A mestria com que o primeiro-ministro gere a conjuntura política e “empurra para a frente” os problemas da economia convenceram há dois anos o ex-Presidente de Portugal, Cavaco Silva, de que António Costa completaria a legislatura.

“Poucos meses depois de terminar o meu mandato, ganhei a convicção de que o primeiro-ministro, com a cumplicidade do PCP e do BE, era mestre em gerir a conjuntura política, em capitalizar a aparência de ‘paz social’ e em empurrar para a frente os problemas de fundo da economia portuguesa: a não ser que algo de muito extraordinário acontecesse, o seu Governo completaria a legislatura”, escreve Cavaco Silva no segundo volume do livro “Quintas-feiras e outros dias”.

No livro, que será apresentado publicamente na quarta-feira, em Lisboa, Cavaco Silva fala da formação da geringonça e dos primeiros meses do Governo liderado por António Costa, depois da vitória minoritária da coligação PSD/CDS-PP nas eleições de 04 de outubro de 2015.

“Na sexta-feira, 09 de outubro, de 2015, fiquei convicto de que António Costa estava a negociar com o PCP e o BE a formação de um Governo por ele presidido”, refere o antigo chefe de Estado.

Nas semanas seguintes multiplicaram-se os encontros, reuniões e audiências em Belém, com o líder do PSD, Passos Coelho, a propor ao PS que integrasse um executivo de coligação PSD/PS/CDS-PP.

O consenso, contudo, nunca foi alcançado e Cavaco Silva deu posse ao governo minoritário liderado por Passos Coelho, que ‘cairia’ em 10 de novembro, depois do ‘chumbo’ do programa do Governo no parlamento.

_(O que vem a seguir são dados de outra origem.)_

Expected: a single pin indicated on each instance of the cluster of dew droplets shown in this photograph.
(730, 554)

Nesse mesmo dia, em “cerimônias algo clandestinas, envergonhadas, sem a presença de comunicação social e sem dignidade”, António Costa assinou com os líderes do PCP, BE e Os Verdes, os “partidos da esquerda radical”, três documentos bilaterais para a viabilização de um Governo do PS.

No dia 24 de novembro de 2015, depois de ter exigido a António Costa a clarificação formal e por escrito de algumas questões que estavam omissas nos documentos subscritos com PCP, BE e Os Verdes, Cavaco Silva comunicou ao secretário-geral socialista que iria indicá-lo para primeiro-ministro.

“No final da reunião, com ar satisfeito e descontraído, António Costa disse que se sentia honrado por receber a incumbência de formar Governo. Tinha conseguido o seu objetivo”, escreve Cavaco Silva.

Sobre os nomes apresentados por António Costa para integrar o Governo, o antigo Presidente da República confessa ter tido reservas em relação ao novo ministro da Defesa, Azeredo Lopes, já que tinha informações que o apontavam como “uma pessoa difícil, desagradável no trato e de linguagem um pouco agressiva”, o que o levava a recear “dificuldades nas suas relações com as chefias militares e em reconhecer devidamente a especificidade da condição militar”.

Em 26 de novembro chegou “ao fim o parto de um Governo de rutura com a tradição de quarenta anos de democracia”, diz Cavaco Silva, que exerceu o cargo de Presidente da República entre 2006 e 2016.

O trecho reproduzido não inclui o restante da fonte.